E-voting systems only as reliable as the paper trail they produce

Electronic voting machines introduce many problems and, without accompanying paper records, are not as reliable as paper ballots


16 states use e-voting without paper records

Verified Voting Foundation/Rutgers School of Law/Common Cause Education Fund

On Tuesday, like lots of other folks, I’ll be heading to the polls to vote. I live in Massachusetts, where voting is done by paper ballot. You get a ballot on heavy stock paper, indicate your vote by filling in the appropriate ovals with a marker and the ballot gets read and counted by an optical scanner. Every time I vote, I’m taken back to my elementary school days in late 1970s in Pittsburgh: filling out my ballot is just like it was filling out a standardized test form 35 years ago.

Why is that, in a time when I can pay for my morning coffee using my phone, we still use this old school approach to voting? Surely, using a more up-to-date technology would be a better way to go, right?

Turns out, not necessarily and, in fact, it’s hard to beat a good old paper ballot.

These days, almost all voting in the United States is done via one of two methods: paper ballots that are usually optically scanned (although some hand counting is still done) or Direct Recording Electronic voting (DRE). DRE voting machines are, basically, computers that present the ballot on a screen; voters indicate their choices by either pushing a button or a touchscreen. The vote is processed and counted by the computer and there you go.

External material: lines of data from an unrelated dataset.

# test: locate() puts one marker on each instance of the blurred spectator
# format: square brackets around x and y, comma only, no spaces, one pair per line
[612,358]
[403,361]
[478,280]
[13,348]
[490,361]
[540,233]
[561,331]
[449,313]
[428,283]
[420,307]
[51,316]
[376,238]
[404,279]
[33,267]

DRE voting machines have some obvious problems that paper ballots don’t. First of all, they’re computer systems (hardware), which can break down or malfunction. Secondly, the software involved can have bugs or be hacked. Thirdly, these machines can also be the subjects of man-in-the-middle attacks, which can be used to alter vote counts. Finally, the software is usually proprietary and protected by trade-secret laws, meaning it often can’t be evaluated to ensure it’s working properly.